Pharmacokinetics and biodistribution of itraconazole in rats and mice following intravenous administration in a novel liposome formulation.

Novel itraconazole (ITZ)-loaded liposomes (ITZ-LPs) were prepared and their pharmacokinetics and biodistribution were assessed in comparison with commercial formulations (ITZ-CD). The ITZ-LPs were prepared by thin-film hydration method and the physicochemical characterizations of the ITZ-LPs were evaluated.

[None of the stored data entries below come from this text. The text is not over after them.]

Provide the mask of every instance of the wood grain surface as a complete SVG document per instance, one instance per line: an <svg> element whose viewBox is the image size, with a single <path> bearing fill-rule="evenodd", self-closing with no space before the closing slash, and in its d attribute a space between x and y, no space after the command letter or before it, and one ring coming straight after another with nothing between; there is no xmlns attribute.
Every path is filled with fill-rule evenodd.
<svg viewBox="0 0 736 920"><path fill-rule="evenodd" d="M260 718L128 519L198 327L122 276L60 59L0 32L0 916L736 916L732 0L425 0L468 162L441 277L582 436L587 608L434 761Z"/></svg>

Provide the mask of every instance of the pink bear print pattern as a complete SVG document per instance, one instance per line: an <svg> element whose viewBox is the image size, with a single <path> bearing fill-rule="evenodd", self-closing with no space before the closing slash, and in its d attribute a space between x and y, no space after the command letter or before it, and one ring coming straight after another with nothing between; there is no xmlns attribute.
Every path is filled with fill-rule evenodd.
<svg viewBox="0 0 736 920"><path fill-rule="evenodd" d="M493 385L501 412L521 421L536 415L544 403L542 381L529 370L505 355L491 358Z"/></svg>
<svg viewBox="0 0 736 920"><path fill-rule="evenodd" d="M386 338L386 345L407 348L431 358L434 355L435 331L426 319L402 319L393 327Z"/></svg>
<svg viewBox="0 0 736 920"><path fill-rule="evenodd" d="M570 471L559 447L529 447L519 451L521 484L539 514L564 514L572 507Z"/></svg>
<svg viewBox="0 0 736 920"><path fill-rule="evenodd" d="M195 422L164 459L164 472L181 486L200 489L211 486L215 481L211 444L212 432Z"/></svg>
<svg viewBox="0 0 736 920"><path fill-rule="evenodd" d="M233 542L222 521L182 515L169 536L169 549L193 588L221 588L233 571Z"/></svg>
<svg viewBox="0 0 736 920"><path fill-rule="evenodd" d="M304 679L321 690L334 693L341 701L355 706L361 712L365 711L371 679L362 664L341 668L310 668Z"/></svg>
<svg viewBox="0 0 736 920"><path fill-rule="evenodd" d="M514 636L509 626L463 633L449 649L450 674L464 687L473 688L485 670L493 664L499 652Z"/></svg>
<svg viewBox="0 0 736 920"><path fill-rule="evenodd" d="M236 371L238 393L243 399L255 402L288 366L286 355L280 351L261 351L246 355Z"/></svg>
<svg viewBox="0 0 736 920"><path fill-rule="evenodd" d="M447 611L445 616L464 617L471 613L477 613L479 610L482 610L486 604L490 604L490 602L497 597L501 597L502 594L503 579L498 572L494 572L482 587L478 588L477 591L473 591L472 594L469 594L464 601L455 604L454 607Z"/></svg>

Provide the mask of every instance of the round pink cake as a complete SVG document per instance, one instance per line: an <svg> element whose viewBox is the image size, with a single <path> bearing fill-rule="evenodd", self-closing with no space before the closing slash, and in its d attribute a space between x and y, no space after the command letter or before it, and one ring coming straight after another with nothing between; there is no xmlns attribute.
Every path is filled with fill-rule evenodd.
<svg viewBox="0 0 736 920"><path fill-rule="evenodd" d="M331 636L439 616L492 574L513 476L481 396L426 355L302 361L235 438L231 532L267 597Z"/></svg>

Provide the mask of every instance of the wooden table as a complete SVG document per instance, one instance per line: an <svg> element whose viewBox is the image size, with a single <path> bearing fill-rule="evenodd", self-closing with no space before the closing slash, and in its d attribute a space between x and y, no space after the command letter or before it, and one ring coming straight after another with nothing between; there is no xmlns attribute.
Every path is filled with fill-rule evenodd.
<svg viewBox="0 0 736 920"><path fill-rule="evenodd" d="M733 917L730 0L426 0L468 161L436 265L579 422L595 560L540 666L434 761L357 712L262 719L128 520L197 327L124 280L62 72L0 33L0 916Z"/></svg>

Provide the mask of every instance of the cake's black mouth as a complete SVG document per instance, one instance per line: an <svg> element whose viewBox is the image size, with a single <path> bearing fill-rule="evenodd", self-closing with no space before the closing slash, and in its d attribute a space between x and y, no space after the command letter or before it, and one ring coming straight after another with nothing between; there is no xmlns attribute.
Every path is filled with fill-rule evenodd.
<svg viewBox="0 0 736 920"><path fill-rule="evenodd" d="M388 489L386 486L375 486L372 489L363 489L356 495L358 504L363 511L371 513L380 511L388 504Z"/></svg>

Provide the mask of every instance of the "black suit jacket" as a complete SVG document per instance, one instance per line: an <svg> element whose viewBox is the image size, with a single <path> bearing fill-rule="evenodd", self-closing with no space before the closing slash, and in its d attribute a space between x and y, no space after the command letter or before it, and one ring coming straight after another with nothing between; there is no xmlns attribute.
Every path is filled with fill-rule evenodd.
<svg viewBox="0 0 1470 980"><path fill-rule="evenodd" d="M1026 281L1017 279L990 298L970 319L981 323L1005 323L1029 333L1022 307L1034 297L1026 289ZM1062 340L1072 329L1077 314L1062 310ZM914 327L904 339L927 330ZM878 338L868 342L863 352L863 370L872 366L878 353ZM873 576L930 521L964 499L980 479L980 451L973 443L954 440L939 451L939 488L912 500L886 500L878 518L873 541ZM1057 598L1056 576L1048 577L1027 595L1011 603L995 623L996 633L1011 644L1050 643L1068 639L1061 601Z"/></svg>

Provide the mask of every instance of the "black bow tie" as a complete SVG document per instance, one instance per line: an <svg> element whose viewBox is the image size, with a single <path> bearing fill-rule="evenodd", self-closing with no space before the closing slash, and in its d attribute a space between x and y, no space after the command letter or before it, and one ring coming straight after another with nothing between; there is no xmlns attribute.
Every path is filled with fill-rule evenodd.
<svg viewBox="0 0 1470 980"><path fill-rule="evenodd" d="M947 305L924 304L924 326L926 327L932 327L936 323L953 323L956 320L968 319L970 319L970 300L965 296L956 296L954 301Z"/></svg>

The pharmacokinetics and biodistribution were studied in the rats and mice, and compared with commercially available formulations (Sporanox((R))) after administration by the tail vein at a dose of 10 mg/kg. The concentration of ITZ in plasma and tissues was determined by means of HPLC-MS/MS. The size distribution of the liposomes was 264.5 nm and the entrapment efficiency of ITZ-LPs was 73.82 +/- 0.73%. In pharmacokinetics study, the two formulations demonstrated pronounced differences following i.v. administration to rats. The AUC(0-->24 h) for ITZ-CD was 87.12 mg/L.h and that for ITZ-LPs was 155.47 mg/L.h (p < 0.05). The MRT(0-->24 h) value was 1.70 h for ITZ-CD and 3.68 h for ITZ-LPs. In tissue distribution study, there were no differences of distributions in the lung between two formulations. Nevertheless, in the liver and spleen, itraconazole levels for the group treated with ITZ-LPs were significantly higher than those for the group treated with ITZ-CD. Meanwhile, the low distribution of ITZ-LPs in heart and kidney was of great advantage to reduce the toxicity for heart and kidney. These results indicated that the ITZ-LPs can be a potential intravenous formulation of itraconazole.